The right of establishment comes next. The first right, the right to freedom of media, is not subject to radio frequency licensing procedures. Rather, it is the right of establishment that is subject to those strictures.

This means that the court’s analysis should have proceeded step-wise: In the first place, the court ought to ask whether the frequency licensing regime undermines the right of establishment.

In the second step, the court then asks whether that undermines the right to freedom of the media to exist. Let us make this concrete.

Suppose the CCK decides to allocate frequencies, as it did in this case, through a procurement process through which all bidders must give a bid security of Sh120 million? The court might consider that such a rule favours no particular bidder among those qualified. Under those circumstances, the procurement is not an interference with the right of establishment.

But when the court tests that conclusion against the principles in the Constitution and freedom of media in Article 34(1), it may conclude that if procurement on those terms is implemented across the board, it potentially locks out small media from broadcasting. For example, such a procurement rule would be anti-devolution in that it would certainly cut out applicants with a small geographical reach, say those at the county level.


At this point, the court may then rule that the procurement process must be supplemented by an affirmative action policy that reserves some BSD licences for marginal, geographically-limited carriers such as those in the counties.

One argument that the court made much play of has to do with the transition period. The court argued it was a fact that when the Constitution came into force in 2010, CCK was the broadcast regulator. The constitution gave the government three years within which to implement Article 34. From that fact, the CCK was entitled to continue acting as the broadcasting regulator.

The theory, in short, is that during the transition period, the Constitution did not envision a vacuum in broadcast regulation. Based on this reasoning, the court argued that CCK’s independence could not be impugned.

This argument has three flaws. First, it is important to clarify the nature of the three-year timeline that Parliament had been given. The timeline is a sunset clause — it is not an appointment. That is, a sunset clause is a deadline. It says that something needs to be done by a certain date but that means that it can also be done much earlier, depending on the policy imperatives.

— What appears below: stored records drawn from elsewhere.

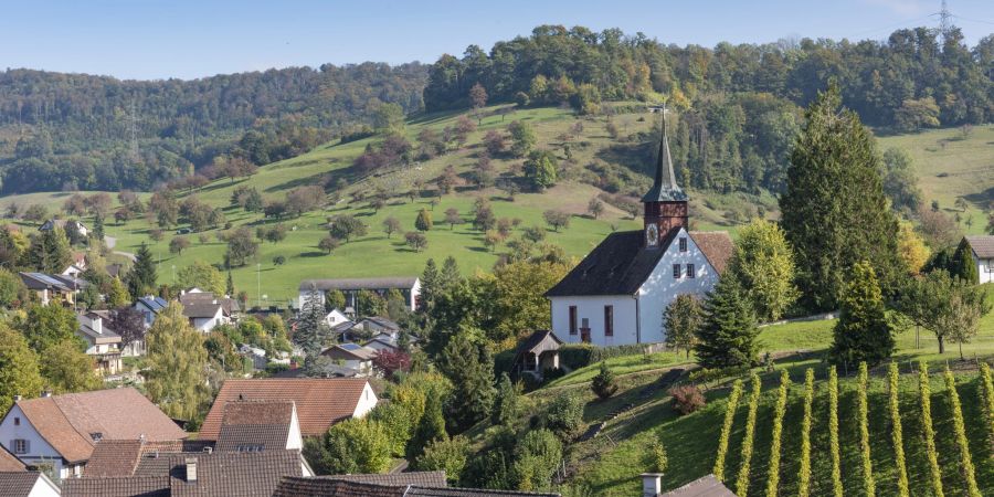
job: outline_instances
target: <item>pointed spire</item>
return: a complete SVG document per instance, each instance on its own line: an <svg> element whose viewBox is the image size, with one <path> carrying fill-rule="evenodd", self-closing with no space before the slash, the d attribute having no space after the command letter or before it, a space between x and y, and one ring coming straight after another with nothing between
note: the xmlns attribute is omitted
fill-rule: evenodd
<svg viewBox="0 0 994 497"><path fill-rule="evenodd" d="M687 194L676 183L673 158L669 156L669 137L666 136L666 104L663 105L663 136L659 139L659 159L653 188L642 198L643 202L684 201Z"/></svg>

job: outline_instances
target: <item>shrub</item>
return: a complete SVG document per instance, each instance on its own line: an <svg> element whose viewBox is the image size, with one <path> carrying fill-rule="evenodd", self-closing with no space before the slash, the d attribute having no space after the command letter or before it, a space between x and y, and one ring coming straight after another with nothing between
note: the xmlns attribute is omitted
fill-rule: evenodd
<svg viewBox="0 0 994 497"><path fill-rule="evenodd" d="M929 459L932 495L942 497L942 469L939 467L939 454L935 452L935 430L932 427L932 389L929 384L929 364L918 364L919 402L921 403L921 430L926 442L926 456Z"/></svg>
<svg viewBox="0 0 994 497"><path fill-rule="evenodd" d="M811 406L814 402L814 370L804 371L804 419L801 421L801 470L797 476L797 496L811 494Z"/></svg>
<svg viewBox="0 0 994 497"><path fill-rule="evenodd" d="M773 411L773 441L770 444L770 469L766 476L766 497L776 497L780 485L780 446L783 436L783 415L786 413L786 394L791 385L791 377L786 370L780 372L780 390L776 406Z"/></svg>
<svg viewBox="0 0 994 497"><path fill-rule="evenodd" d="M874 463L869 452L869 406L866 402L866 383L868 380L866 362L859 363L859 377L856 392L856 410L859 417L859 455L863 461L863 489L867 497L876 495L876 482L874 482Z"/></svg>
<svg viewBox="0 0 994 497"><path fill-rule="evenodd" d="M601 399L607 399L617 391L617 382L614 380L614 373L607 367L607 362L601 361L601 371L590 383L591 390Z"/></svg>
<svg viewBox="0 0 994 497"><path fill-rule="evenodd" d="M960 394L956 393L956 378L952 371L945 368L945 393L949 395L950 411L952 411L953 429L956 434L956 446L960 448L960 470L966 482L966 493L970 497L980 497L980 487L976 486L973 459L970 456L970 442L966 438L966 423L963 421L963 409L960 405Z"/></svg>
<svg viewBox="0 0 994 497"><path fill-rule="evenodd" d="M680 414L690 414L705 406L704 394L695 384L680 384L669 389L673 395L673 409Z"/></svg>
<svg viewBox="0 0 994 497"><path fill-rule="evenodd" d="M583 402L572 392L561 392L546 408L546 427L560 438L572 440L583 425Z"/></svg>
<svg viewBox="0 0 994 497"><path fill-rule="evenodd" d="M828 452L832 455L832 493L843 497L842 462L838 453L838 372L828 369Z"/></svg>
<svg viewBox="0 0 994 497"><path fill-rule="evenodd" d="M749 395L749 414L745 416L745 436L742 438L742 465L736 480L736 495L749 494L749 465L752 462L752 441L755 436L755 414L763 384L759 374L752 373L752 393Z"/></svg>
<svg viewBox="0 0 994 497"><path fill-rule="evenodd" d="M981 362L981 409L987 423L987 441L994 445L994 382L986 362Z"/></svg>
<svg viewBox="0 0 994 497"><path fill-rule="evenodd" d="M900 390L898 388L898 366L897 362L890 363L887 371L888 396L890 399L890 425L891 438L893 441L893 465L897 466L898 473L898 493L901 497L910 495L908 490L908 469L905 466L905 443L901 433L901 410L899 403Z"/></svg>
<svg viewBox="0 0 994 497"><path fill-rule="evenodd" d="M742 398L742 380L736 380L732 391L728 394L728 403L725 405L725 422L721 424L721 436L718 438L718 455L715 457L715 468L711 473L718 480L725 480L725 456L728 454L728 438L731 435L732 422L736 417L736 409L739 399Z"/></svg>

An appointment is different: It says that something has to be done on a specified date.

The trick is to see how this changes the analysis. When the government embarked on digital migration, it should have asked itself what legal obstacles stood in its way.

One such obstacle is Article 34, which — as relates to broadcasting — required that an independent process be in place for allocating of frequencies.

The government cannot respond to critics by saying that it had three years within which to comply with that Article. It has an obligation to comply with every article from the day the Constitution came into force. Unless, of course, the Constitution explicitly says that the Article is in abeyance.

To conclude, the Supreme Court has left media freedom and particularly broadcasting in limbo. By serving up a narrow understanding of ‘independence’ and taking an unduly narrow reading of Article 34, the court has betrayed the hopes cherished by the drafters of the Constitution that a stand-alone media clause would protect Kenya’s long-suffering Press from predation by government.

The writer is a constitutional lawyer.